Databases are the backbone of almost every application. They store, organize, and retrieve data efficiently. Before writing any queries, you need to understand the fundamental concepts that databases are built on.
What is a Database?
A database is an organized collection of data that can be easily accessed, managed, and updated. A Database Management System (DBMS) is the software that interacts with the database on your behalf.
Application → DBMS → Database (files on disk)The DBMS handles:
- Storage — how data is physically written to disk
- Retrieval — finding data quickly using indexes
- Concurrency — multiple users reading and writing at the same time
- Integrity — ensuring data follows rules (constraints)

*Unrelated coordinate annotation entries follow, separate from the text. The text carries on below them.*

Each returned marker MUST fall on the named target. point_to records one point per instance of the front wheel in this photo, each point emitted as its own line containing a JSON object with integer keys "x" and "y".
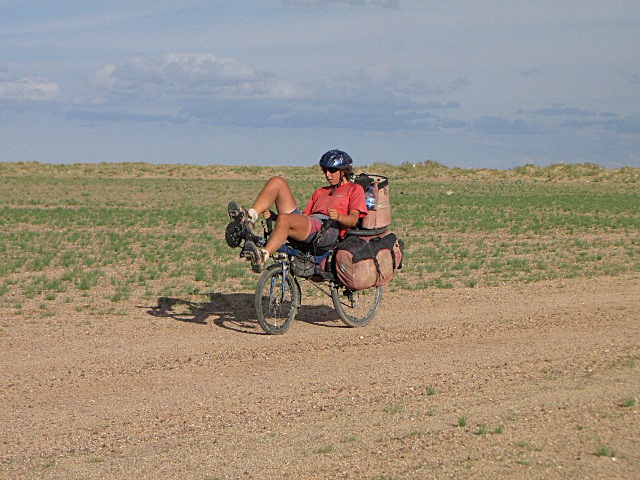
{"x": 277, "y": 300}
{"x": 356, "y": 309}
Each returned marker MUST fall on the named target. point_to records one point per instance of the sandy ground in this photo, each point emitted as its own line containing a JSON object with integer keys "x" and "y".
{"x": 532, "y": 381}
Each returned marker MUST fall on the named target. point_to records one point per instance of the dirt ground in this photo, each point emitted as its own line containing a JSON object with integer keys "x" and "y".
{"x": 531, "y": 381}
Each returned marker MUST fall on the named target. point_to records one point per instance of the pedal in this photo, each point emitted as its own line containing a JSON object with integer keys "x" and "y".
{"x": 235, "y": 233}
{"x": 234, "y": 210}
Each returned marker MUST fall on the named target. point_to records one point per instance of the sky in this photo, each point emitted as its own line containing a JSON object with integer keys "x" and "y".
{"x": 469, "y": 84}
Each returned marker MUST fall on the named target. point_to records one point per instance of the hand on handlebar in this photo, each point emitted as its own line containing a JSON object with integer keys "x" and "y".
{"x": 333, "y": 214}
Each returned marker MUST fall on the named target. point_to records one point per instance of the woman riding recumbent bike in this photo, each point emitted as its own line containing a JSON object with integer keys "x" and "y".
{"x": 278, "y": 293}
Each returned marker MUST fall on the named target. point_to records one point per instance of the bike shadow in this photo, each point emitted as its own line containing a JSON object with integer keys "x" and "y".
{"x": 233, "y": 311}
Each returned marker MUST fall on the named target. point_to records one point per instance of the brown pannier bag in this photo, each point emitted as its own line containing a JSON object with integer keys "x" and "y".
{"x": 363, "y": 262}
{"x": 380, "y": 215}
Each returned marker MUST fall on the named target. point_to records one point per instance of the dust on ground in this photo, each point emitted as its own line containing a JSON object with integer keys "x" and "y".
{"x": 524, "y": 381}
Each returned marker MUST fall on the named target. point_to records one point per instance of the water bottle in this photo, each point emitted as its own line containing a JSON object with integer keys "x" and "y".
{"x": 370, "y": 198}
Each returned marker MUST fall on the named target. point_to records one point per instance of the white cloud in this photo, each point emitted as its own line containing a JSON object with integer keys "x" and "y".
{"x": 28, "y": 88}
{"x": 192, "y": 75}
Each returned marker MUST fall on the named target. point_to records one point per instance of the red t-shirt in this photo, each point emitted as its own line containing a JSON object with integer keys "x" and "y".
{"x": 348, "y": 196}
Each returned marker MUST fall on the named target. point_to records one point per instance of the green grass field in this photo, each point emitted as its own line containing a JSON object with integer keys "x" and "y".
{"x": 96, "y": 234}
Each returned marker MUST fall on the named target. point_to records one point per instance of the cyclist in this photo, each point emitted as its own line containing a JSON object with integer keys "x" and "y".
{"x": 341, "y": 200}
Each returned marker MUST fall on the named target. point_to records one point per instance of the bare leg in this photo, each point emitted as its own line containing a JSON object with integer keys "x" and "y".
{"x": 275, "y": 191}
{"x": 294, "y": 225}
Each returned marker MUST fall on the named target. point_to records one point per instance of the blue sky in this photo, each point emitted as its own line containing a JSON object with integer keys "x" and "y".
{"x": 482, "y": 84}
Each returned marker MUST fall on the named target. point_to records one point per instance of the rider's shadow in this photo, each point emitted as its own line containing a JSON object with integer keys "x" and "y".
{"x": 234, "y": 311}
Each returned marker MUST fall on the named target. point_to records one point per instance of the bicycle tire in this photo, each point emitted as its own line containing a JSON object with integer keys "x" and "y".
{"x": 276, "y": 307}
{"x": 359, "y": 307}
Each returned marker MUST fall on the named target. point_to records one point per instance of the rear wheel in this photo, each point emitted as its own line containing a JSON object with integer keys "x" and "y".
{"x": 277, "y": 300}
{"x": 356, "y": 309}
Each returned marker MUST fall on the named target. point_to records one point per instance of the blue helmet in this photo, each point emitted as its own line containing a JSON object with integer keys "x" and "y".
{"x": 336, "y": 159}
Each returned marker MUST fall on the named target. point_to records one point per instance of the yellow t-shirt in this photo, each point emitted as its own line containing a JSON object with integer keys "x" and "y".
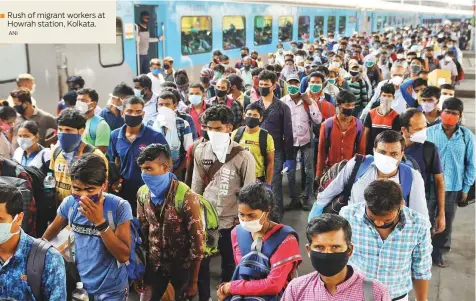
{"x": 60, "y": 168}
{"x": 251, "y": 143}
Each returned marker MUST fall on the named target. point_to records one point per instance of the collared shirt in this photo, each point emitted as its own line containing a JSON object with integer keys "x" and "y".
{"x": 114, "y": 121}
{"x": 151, "y": 109}
{"x": 417, "y": 200}
{"x": 128, "y": 152}
{"x": 404, "y": 255}
{"x": 13, "y": 274}
{"x": 457, "y": 156}
{"x": 302, "y": 119}
{"x": 310, "y": 287}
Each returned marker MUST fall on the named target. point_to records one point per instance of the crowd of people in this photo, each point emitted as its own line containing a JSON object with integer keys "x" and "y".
{"x": 186, "y": 170}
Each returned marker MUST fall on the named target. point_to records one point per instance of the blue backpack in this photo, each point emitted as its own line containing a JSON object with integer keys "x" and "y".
{"x": 255, "y": 263}
{"x": 137, "y": 258}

- Security — controlling who can access what
SQL vs NoSQL
The two main categories of databases differ in how they structure data.
SQL (Relational) Databases
Data is organized into tables with rows and columns. Relationships between tables are defined through foreign keys.
┌──────────────────────────────┐
│ users │
├────────┬─────────┬───────────┤
│ id │ name │ email │
├────────┼─────────┼───────────┤
│ 1 │ Alice │ a@mail.co │
│ 2 │ Bob │ b@mail.co │
└────────┴─────────┴───────────┘Examples: PostgreSQL, MySQL, SQLite, SQL Server.
NoSQL (Non-Relational) Databases
Data is stored in flexible formats like documents (JSON), key-value pairs, graphs, or wide columns.
{
"_id": "user_1",
"name": "Alice",
"email": "a@mail.co",
"orders": [
{ "product": "Laptop", "price": 999 },
{ "product": "Mouse", "price": 29 }
]
}Examples: MongoDB, Redis, DynamoDB, Cassandra.
Comparison
| Feature | SQL | NoSQL |
|---|---|---|
| Structure | Fixed schema (tables) | Flexible schema (documents) |
| Relationships | Foreign keys, JOINs | Embedded or referenced |
| Query language | SQL | Varies by database |
| Scaling | Vertical (bigger server) | Horizontal (more servers) |
| ACID compliance | Yes (strong guarantees) | Varies (often eventual) |
| Best for | Complex queries, reporting | Rapid iteration, big data |
ACID Properties
ACID is a set of properties that guarantee reliable database transactions:
Atomicity
A transaction is all-or-nothing. Either every operation succeeds, or none of them do.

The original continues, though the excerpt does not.